A still from ‘KO’   | Photo Credit: Special Arrangement

Anand went completely bombastic with Ayan (2009), his finest work and one of the all-time great masala films in Tamil. A fast-paced thriller about a smuggler from Chennai, with mouthwatering twists and turns, there is not a single scene in Ayan that looks dull or wasted even today. But the film’s success has to be attributed to its interval block, one of the best written “twists” in Tamil cinema, when Deva (Suriya) finds that his dear-friend Chitti (Jagan) ratted them out. It is the kind of twist that a filmmaker would be wary of writing, for, it could have gone either way. But that definitely was not the case in Ayan. In fact, it worked for the better and the ‘two friends going either way’ template retained the emotional core of the film. Needless to say that the box office, too, was charmed by Anand’s inventiveness, like the audience.

Perhaps Ayan’s phenomenal success must have forced Anand to ramp up the “twists”, which by now became his signature style, when he made KO (2011), a film about a photojournalist which is how Anand started out in his career. Starring Jiiva and Ajmal, the film, which took on modern-day politics, had one of the best climax twists when a prominent character is revealed to be the film’s antagonist, just minutes before the end credits. The film ultimately ended up becoming a money-spinner at the box office.

With these three films, KV Anand established why he is a class apart when it comes to toying with the audience’s perception with his “twists”. So much so that you would see audiences walking into the theatre, hoping for the trademark KV Anand twist. Since then, every film of his had at least one sequence that would shift the narrative gear — maybe not as effective as his previous films.
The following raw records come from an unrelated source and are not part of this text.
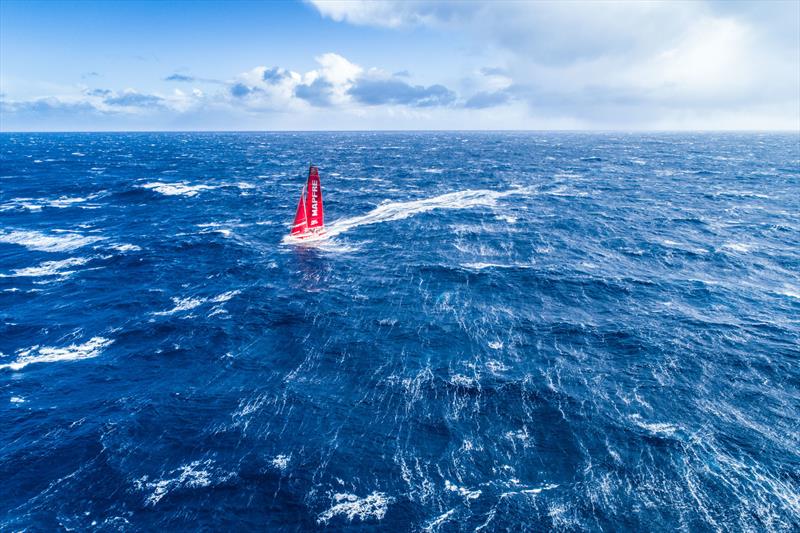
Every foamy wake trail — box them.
[0,337,113,371]
[288,188,529,245]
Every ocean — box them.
[1,132,798,531]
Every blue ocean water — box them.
[1,132,798,531]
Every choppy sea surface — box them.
[1,132,799,531]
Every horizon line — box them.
[2,129,799,134]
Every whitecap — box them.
[10,396,26,403]
[0,195,100,212]
[0,337,113,371]
[153,290,239,316]
[210,290,240,303]
[141,181,217,197]
[444,480,481,499]
[505,427,530,444]
[271,454,290,471]
[317,492,393,524]
[423,509,456,531]
[521,483,559,495]
[135,460,233,506]
[450,374,477,387]
[152,297,205,316]
[629,414,679,437]
[110,243,141,252]
[720,242,752,253]
[0,230,103,252]
[461,262,528,270]
[486,360,509,373]
[0,256,91,278]
[774,286,800,300]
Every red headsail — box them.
[290,189,308,236]
[305,166,324,229]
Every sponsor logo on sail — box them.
[310,181,319,220]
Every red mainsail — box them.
[290,188,308,236]
[288,165,325,239]
[305,166,324,229]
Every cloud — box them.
[165,73,195,82]
[480,67,507,77]
[262,67,290,84]
[5,1,796,133]
[294,78,334,107]
[464,90,510,109]
[348,79,455,107]
[309,0,800,128]
[165,73,225,85]
[230,82,254,98]
[104,91,164,107]
[84,88,112,97]
[224,53,363,110]
[0,97,98,115]
[307,0,470,29]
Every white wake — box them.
[284,187,530,245]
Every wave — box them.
[109,243,141,253]
[461,262,531,271]
[720,242,753,253]
[444,479,481,500]
[629,413,680,438]
[141,182,217,197]
[0,230,104,252]
[0,256,91,278]
[141,181,253,198]
[152,290,240,316]
[0,337,113,371]
[270,454,290,471]
[152,296,205,316]
[0,195,99,212]
[317,492,393,524]
[134,460,235,506]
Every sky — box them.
[0,0,798,131]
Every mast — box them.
[305,165,324,229]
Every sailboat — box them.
[288,165,326,241]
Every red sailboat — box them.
[289,165,325,241]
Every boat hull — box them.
[283,228,328,244]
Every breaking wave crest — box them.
[0,230,104,252]
[0,256,91,278]
[317,492,393,524]
[0,337,113,371]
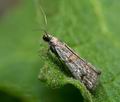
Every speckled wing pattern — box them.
[54,41,100,90]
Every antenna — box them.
[34,0,48,33]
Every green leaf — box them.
[0,0,120,102]
[38,0,120,102]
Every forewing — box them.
[54,43,86,80]
[54,42,100,90]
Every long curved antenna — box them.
[39,3,48,26]
[34,0,48,32]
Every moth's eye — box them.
[43,35,50,42]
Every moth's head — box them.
[43,33,52,42]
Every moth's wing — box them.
[54,43,87,79]
[55,43,101,90]
[65,43,101,74]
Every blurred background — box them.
[0,0,120,102]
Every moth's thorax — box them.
[49,36,59,46]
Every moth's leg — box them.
[46,47,54,59]
[47,46,54,54]
[46,47,51,55]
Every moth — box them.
[35,1,101,90]
[43,33,101,90]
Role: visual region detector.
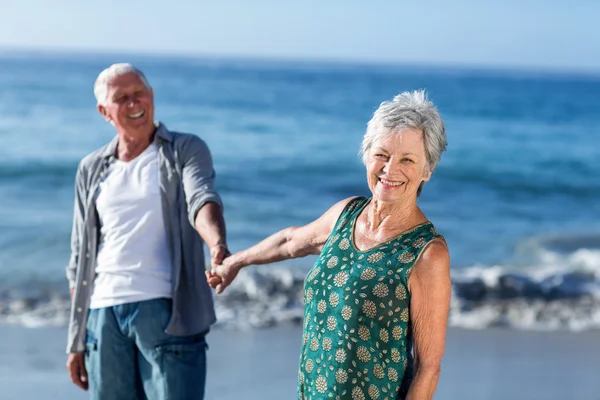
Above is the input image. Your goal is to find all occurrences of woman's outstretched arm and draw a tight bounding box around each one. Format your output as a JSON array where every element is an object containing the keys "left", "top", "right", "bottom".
[{"left": 207, "top": 196, "right": 357, "bottom": 294}]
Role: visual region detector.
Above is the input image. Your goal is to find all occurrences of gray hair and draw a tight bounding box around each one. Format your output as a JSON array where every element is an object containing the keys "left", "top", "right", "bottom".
[
  {"left": 361, "top": 90, "right": 447, "bottom": 169},
  {"left": 93, "top": 63, "right": 151, "bottom": 105},
  {"left": 360, "top": 90, "right": 447, "bottom": 196}
]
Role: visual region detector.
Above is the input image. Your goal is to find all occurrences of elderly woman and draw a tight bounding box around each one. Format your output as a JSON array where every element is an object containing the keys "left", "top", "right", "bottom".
[{"left": 208, "top": 90, "right": 450, "bottom": 400}]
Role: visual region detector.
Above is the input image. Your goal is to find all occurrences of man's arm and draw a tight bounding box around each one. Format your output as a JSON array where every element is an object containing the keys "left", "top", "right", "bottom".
[
  {"left": 65, "top": 161, "right": 89, "bottom": 391},
  {"left": 67, "top": 162, "right": 86, "bottom": 296},
  {"left": 195, "top": 202, "right": 228, "bottom": 266},
  {"left": 179, "top": 135, "right": 227, "bottom": 265}
]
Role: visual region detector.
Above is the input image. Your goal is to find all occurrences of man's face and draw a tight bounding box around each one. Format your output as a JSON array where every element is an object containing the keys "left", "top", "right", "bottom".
[{"left": 98, "top": 72, "right": 155, "bottom": 137}]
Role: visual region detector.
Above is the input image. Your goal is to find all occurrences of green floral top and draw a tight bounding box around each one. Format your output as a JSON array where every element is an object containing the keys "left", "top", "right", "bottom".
[{"left": 298, "top": 197, "right": 442, "bottom": 400}]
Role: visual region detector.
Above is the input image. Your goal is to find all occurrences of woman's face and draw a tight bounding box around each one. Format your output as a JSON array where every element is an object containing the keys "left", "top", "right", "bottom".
[{"left": 366, "top": 129, "right": 432, "bottom": 204}]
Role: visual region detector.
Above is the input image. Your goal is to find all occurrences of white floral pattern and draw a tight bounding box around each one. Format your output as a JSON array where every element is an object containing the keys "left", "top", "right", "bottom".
[{"left": 298, "top": 197, "right": 442, "bottom": 399}]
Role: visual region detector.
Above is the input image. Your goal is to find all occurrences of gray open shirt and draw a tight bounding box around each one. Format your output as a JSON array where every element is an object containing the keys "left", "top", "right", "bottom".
[{"left": 66, "top": 122, "right": 220, "bottom": 353}]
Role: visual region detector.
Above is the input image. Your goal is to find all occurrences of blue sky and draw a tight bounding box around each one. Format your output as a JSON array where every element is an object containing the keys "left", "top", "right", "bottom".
[{"left": 1, "top": 0, "right": 599, "bottom": 72}]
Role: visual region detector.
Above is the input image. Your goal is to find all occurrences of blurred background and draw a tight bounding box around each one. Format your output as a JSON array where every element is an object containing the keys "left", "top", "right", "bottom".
[{"left": 0, "top": 1, "right": 599, "bottom": 399}]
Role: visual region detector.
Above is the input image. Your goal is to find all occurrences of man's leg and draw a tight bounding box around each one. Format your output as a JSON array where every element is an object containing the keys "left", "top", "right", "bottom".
[
  {"left": 85, "top": 307, "right": 142, "bottom": 400},
  {"left": 132, "top": 298, "right": 208, "bottom": 400}
]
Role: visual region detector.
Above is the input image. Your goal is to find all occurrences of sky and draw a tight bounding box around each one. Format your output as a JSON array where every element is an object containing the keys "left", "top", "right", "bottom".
[{"left": 1, "top": 0, "right": 599, "bottom": 72}]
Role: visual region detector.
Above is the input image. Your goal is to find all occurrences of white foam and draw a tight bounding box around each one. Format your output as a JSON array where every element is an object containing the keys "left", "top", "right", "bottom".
[{"left": 3, "top": 247, "right": 600, "bottom": 332}]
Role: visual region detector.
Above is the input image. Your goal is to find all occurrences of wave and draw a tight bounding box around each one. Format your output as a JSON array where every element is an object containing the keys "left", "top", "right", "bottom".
[
  {"left": 436, "top": 164, "right": 600, "bottom": 198},
  {"left": 0, "top": 161, "right": 76, "bottom": 183},
  {"left": 210, "top": 247, "right": 600, "bottom": 331},
  {"left": 3, "top": 248, "right": 599, "bottom": 333},
  {"left": 450, "top": 247, "right": 600, "bottom": 331},
  {"left": 0, "top": 284, "right": 71, "bottom": 328}
]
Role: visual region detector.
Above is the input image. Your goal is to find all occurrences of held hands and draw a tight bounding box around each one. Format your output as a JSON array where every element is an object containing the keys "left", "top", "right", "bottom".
[
  {"left": 209, "top": 243, "right": 230, "bottom": 267},
  {"left": 205, "top": 246, "right": 241, "bottom": 295}
]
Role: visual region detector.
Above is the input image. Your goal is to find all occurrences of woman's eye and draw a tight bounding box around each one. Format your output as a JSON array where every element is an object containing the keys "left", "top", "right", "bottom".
[{"left": 374, "top": 154, "right": 388, "bottom": 159}]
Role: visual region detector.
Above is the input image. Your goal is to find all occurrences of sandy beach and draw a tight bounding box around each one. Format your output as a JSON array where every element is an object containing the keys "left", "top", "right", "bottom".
[{"left": 1, "top": 323, "right": 598, "bottom": 400}]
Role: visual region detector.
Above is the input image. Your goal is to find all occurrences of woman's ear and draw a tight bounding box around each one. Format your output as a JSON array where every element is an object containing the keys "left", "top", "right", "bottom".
[{"left": 422, "top": 165, "right": 434, "bottom": 183}]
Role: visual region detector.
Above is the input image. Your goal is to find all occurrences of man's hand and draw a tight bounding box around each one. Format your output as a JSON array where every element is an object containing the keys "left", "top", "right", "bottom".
[
  {"left": 205, "top": 256, "right": 241, "bottom": 295},
  {"left": 66, "top": 352, "right": 88, "bottom": 391},
  {"left": 209, "top": 243, "right": 230, "bottom": 267}
]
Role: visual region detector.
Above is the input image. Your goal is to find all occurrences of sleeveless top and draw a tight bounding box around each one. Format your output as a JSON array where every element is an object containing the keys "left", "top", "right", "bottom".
[{"left": 298, "top": 197, "right": 443, "bottom": 400}]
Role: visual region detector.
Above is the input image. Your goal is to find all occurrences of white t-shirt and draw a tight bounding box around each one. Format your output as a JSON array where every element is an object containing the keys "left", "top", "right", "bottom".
[{"left": 90, "top": 142, "right": 173, "bottom": 309}]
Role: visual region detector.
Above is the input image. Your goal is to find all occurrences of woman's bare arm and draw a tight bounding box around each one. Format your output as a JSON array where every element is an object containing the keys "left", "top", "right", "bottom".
[
  {"left": 208, "top": 196, "right": 357, "bottom": 293},
  {"left": 406, "top": 238, "right": 451, "bottom": 400}
]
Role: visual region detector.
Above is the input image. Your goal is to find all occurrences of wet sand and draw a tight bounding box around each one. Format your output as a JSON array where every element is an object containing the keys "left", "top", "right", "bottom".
[{"left": 1, "top": 324, "right": 598, "bottom": 399}]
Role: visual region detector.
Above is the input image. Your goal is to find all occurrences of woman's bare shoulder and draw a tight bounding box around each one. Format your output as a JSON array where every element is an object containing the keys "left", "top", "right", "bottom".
[{"left": 413, "top": 237, "right": 450, "bottom": 278}]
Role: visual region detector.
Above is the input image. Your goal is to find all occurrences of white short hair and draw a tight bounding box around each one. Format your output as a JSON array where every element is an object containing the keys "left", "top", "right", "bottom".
[
  {"left": 93, "top": 63, "right": 150, "bottom": 105},
  {"left": 360, "top": 90, "right": 447, "bottom": 170}
]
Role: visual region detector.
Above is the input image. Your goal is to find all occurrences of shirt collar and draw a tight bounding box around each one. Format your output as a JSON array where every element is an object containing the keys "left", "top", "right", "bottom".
[{"left": 102, "top": 121, "right": 172, "bottom": 159}]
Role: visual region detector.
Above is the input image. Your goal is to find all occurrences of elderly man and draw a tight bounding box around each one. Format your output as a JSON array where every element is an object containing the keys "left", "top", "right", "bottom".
[{"left": 65, "top": 63, "right": 227, "bottom": 399}]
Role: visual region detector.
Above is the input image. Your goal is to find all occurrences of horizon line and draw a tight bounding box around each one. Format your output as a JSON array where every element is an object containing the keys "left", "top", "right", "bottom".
[{"left": 1, "top": 45, "right": 599, "bottom": 80}]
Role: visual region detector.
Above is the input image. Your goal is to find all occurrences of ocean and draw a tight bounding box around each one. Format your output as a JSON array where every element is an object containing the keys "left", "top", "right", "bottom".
[{"left": 1, "top": 52, "right": 599, "bottom": 332}]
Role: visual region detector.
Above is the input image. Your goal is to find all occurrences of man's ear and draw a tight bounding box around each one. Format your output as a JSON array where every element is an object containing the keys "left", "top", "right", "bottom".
[{"left": 97, "top": 104, "right": 111, "bottom": 123}]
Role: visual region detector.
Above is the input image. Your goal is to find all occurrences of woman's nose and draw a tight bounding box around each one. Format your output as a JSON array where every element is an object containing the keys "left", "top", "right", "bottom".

A still from Kaappaan-KV Anand
A still from ‘Kaappaan’   | Photo Credit: Special Arrangement

Like, for instance, Maattrraan (2012), in which he collaborated with Suriya yet again, had an outrageous twist in the climax that later became a subject material for trolling. Anegan (2015), too, had a climax twist with Karthik Muthuraman being revealed as the villain, in his twisted film about past-life. The filmmaker tried to replicate his success formula in later films such as Kavan (2017) and Kaappaan (2019), with little to no impact. Perhaps the audiences became too familiar with his signature.

For someone who built a successful career out of a bag of tricks and turns, Anand’s untimely demise must have been the biggest plot-twist that nobody would have foresaw. It is not something that fans would dearly recall.